Pull up the AI platforms your buyers use and run the five queries they’d use when evaluating options in your category. Note whose name comes up reliably, and whose doesn’t. For many search programs, that test surfaces a gap that weekly rank tracking never shows: competitors are showing up consistently in AI-generated answers. Your organic reports look fine, but your brand isn’t in those answers.
The data from 177 brands across five verticals makes the answer specific enough to act on.
Your Rankings Can Look Healthy While AI Search Barely Knows You Exist
The clearest evidence of the divergence comes from overlap data. In late 2024, multiple analyses found roughly 75% of AI Overview citations came from pages ranking in the top 10 organic results for the same query. By October 2025, BrightEdge measured that overlap at 54% across nine industries. By early 2026, two separate analyses found the overlap had fallen further: Ahrefs reported 38%, and BrightEdge reported approximately 17%.
That number has moved in one direction the entire time. Less than a year ago, your SEO investment was doing double duty by earning organic rankings and AI citations from the same work. Today, those two outputs come from different places, and assuming they’re the same work produces a visibility gap that rank tracking won’t catch.
When a buyer asks a complex question in AI search, the platform decomposes the query into a set of related sub-questions and retrieves sources across all of them simultaneously. A brand that holds a strong organic position for the primary keyword but has thin coverage of the adjacent questions a buyer is likely to have can rank well and still be absent from large parts of what the AI synthesizes. Entity attribute coverage across the full range of buyer sub-questions matters more than position on the anchor keyword alone.
The Victorious Q1 2026 Quarterly Search Report puts a number on the current gap. Across 177 brands and 107,011 AI prompt responses on eight platforms, 89.8% of brands had no AI mentions during the measurement period at all. Most of them had perfectly healthy organic metrics and zero AI presence at the same time.
The Metric Almost Every SEO Report Leads With Doesn’t Predict AI Visibility
Domain authority (DA) appears in nearly every SEO report and nearly every agency pitch. It’s the metric most often used to measure progress and justify investment. Across the 177 brands in the Q1 2026 Quarterly Search Report, its correlation with AI citation rate was 0.017, and its correlation with AI mention rate was 0.108.
A correlation of zero means no relationship at all. At 0.017, building DA has no meaningful predictive relationship with AI visibility.
The reason is structural. DA measures link authority, a signal that search engines weight heavily for organic ranking. AI systems operate on different inputs. They build associations between entities based on how those entities co-occur in the text they’ve processed, how clearly a brand is identified in structured data, and how consistently it’s attributed across third-party sources.

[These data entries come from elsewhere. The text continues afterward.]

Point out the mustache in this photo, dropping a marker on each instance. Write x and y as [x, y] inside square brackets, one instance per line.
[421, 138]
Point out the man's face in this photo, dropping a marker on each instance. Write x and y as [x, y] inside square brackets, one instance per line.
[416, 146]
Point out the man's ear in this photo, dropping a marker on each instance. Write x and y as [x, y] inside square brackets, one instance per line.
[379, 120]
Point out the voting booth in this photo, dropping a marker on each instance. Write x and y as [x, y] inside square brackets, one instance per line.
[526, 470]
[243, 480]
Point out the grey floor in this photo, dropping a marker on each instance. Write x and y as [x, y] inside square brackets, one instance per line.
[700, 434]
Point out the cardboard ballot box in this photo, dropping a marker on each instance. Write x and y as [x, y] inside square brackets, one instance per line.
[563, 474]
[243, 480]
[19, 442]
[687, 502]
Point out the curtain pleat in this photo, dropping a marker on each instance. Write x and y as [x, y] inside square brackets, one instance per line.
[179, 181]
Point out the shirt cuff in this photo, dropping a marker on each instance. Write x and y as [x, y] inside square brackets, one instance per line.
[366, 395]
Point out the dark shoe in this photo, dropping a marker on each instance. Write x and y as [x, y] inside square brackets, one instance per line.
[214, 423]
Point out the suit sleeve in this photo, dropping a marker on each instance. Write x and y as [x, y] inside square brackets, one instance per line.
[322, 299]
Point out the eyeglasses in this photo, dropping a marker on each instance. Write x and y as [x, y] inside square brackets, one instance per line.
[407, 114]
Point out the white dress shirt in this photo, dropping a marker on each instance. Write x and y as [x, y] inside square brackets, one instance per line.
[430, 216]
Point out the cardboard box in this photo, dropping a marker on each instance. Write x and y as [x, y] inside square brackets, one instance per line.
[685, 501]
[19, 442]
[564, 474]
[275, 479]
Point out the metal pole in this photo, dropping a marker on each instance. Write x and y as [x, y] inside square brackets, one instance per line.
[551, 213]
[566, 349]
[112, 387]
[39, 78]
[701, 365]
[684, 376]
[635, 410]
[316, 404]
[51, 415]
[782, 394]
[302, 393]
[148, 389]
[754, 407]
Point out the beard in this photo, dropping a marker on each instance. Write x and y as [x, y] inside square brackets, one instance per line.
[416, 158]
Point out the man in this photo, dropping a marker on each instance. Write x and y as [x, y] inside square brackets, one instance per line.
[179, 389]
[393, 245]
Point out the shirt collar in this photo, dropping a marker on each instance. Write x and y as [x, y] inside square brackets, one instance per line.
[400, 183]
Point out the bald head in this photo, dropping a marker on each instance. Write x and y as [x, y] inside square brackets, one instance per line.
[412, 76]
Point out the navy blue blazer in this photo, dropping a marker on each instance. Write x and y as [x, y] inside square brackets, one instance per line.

Link authority doesn’t proxy for any of those signals well, which explains how a brand can have strong DA and essentially no AI presence at the same time.
What Organic Traffic Does (and Doesn’t) Tell You
Organic traffic’s correlation with AI mention rate was 0.385 to 0.391 across the same 177 brands, meaningfully higher than DA’s near-zero relationship with AI visibility. The underlying result of running a strong SEO program transfers to AI visibility to a meaningful degree; the proxy metric meant to represent that result doesn’t.
Organic search programs producing real traffic are building something that carries over into AI visibility. A separate AEO effort that abandons SEO would throw away progress that’s still paying off. But the correlation is moderate, which means organic traffic tells you only part of the story of your AI presence.
Entity recognition scoring (ERS) and organic traffic value (OTV) fill the rest of that gap. OTV quantifies the financial value of a URL’s organic visibility, measuring what your search program actually controls. ERS measures how clearly, consistently, and authoritatively a brand is represented within AI systems, knowledge graphs, and machine-readable structures.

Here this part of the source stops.